El mundo de la encuadernación artesanal: todo un colectivo dedicado a devolver el encanto al papel más tradicional

Por Eva Gracia

En un mundo en el que las pantallas sustituyen a los cuadernos de cuadrícula, los teclados táctiles toman el relevo a los bolígrafos y bibliotecas enteras se almacenan en un solo dispositivo, convertir el papel en un modo de vida puede parecer una osadía, una lucha contra los elementos. Pero son esos valientes los que, en papel de alto gramaje, escriben uno de los capítulos más recientes de la historia de la artesanía: la recuperación de la encuadernación artesanal.

El oficio, de tradición milenaria, es una miel servida con delicadeza y precisión que todos los paladares ­—con cierta sensibilidad— podrán apreciar. ¿Alguien puede escapar al encanto de un libro encuadernado con tapas cuero, tela e, incluso, madera, cuyas páginas han sido cosidas una a una para conformar un volumen sin parangón? A esta singular y honorable tarea se dedican diversos talleres en toda España que, presos del inolvidable olor que desprende un libro recién prensado y encolado, lo apuestan todo a las técnicas más tradicionales.

Pasión convertida en oficio

A orillas del río Ebro, en Zaragoza, el Estudio Ductus, integrado por Choni Naudín y Rubén Rodríguez, tiene por mantra la frase: “el libro como soporte de grandes ideas”. En su portfolio figuran toda clase de proyectos en papel, desde cartas de restaurantes hasta álbumes de boda personalizados, pero, sin duda alguna, la columna vertebral de su espacio y de su trabajo es la pasión por la encuadernación, cuidada hasta el mínimo detalle.
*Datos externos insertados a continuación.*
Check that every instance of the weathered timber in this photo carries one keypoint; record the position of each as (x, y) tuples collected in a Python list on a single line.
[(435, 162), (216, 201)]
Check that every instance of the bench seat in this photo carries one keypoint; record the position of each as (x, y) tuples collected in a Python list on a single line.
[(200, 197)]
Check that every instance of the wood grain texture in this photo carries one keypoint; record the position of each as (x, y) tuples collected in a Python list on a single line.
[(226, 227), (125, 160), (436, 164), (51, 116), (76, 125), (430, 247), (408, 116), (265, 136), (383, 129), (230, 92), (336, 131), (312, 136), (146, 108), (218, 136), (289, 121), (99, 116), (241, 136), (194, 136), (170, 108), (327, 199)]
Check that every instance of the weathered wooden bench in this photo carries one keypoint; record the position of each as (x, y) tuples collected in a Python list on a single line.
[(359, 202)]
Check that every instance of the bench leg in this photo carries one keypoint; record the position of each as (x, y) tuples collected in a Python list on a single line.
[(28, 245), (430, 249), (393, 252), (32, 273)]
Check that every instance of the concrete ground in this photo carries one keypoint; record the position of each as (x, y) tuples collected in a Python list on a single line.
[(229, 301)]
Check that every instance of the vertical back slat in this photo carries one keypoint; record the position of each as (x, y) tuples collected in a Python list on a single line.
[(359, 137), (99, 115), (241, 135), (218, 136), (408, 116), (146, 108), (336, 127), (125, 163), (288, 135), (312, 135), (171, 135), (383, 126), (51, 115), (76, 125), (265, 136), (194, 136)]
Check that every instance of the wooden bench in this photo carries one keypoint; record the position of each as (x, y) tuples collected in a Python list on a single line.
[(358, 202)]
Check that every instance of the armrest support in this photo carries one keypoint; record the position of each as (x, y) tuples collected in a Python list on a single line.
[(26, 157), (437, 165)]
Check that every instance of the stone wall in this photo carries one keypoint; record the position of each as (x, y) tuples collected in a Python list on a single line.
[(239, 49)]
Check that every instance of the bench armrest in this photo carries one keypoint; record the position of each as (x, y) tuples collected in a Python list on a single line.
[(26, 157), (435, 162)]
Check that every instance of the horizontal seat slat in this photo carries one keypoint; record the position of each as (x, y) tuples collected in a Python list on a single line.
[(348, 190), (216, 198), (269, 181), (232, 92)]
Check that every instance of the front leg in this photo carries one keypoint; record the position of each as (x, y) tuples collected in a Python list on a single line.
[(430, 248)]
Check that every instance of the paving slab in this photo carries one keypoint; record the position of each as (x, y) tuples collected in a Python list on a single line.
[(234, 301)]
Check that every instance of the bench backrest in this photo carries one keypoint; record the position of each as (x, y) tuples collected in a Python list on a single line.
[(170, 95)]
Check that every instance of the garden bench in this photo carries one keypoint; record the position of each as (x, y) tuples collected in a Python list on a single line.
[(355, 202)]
En cada proyecto, esta pareja de artesanos firma una oda al oficio de entretejer páginas. En su caso, ese oficio se convierte en un arte en el que fusionan técnicas ancestrales con acabados 100% modernos, actuales y, muchas veces, rompedores.

La encuadernación copta, la japonesa y la belga —o ‘criss-cross’— son las especialidades de esta casa, que no solo las trabaja sino que las divulga; periódicamente, convoca talleres para enseñar a los enamorados de esta tarea el paso a paso de cada una y les inocula así el virus de la admiración por lo tangible y lo manual.

Un lugar donde reparar historias

Ductus, afortunadamente para los apasionados de la artesanía del papel, no está solo en la tarea de reivindicar una buena encuadernación como un valor añadido de cualquier libro. En el corazón del madrileño barrio de Malasaña, en el interior de una antigua autoescuela y desde hace más de 10 años, Óscar Sánchez atiende cada día las peticiones de quienes acuden a su taller, La Eriza, en busca del mejor vestido para sus historias de papel.
Allí, en un espacio presidido por una guillotina y una prensa, cose páginas y las protege con tapas de cuero, de tela o de fabulosos papeles pintados. Su tienda-taller-estudio es también algo así como un hospital de libros en el que Óscar mima y cura volúmenes que necesitan de una restauración. En su historial de ‘operaciones’ figura, por ejemplo, una curiosa edición del Quijote del tamaño de un prospecto de medicamento. Sus cuatro paredes, además, sirven de refugio para los bibliófilos, pues en La Eriza se realizan exposiciones, encuentros y presentación con un denominador común: la devoción por el papel.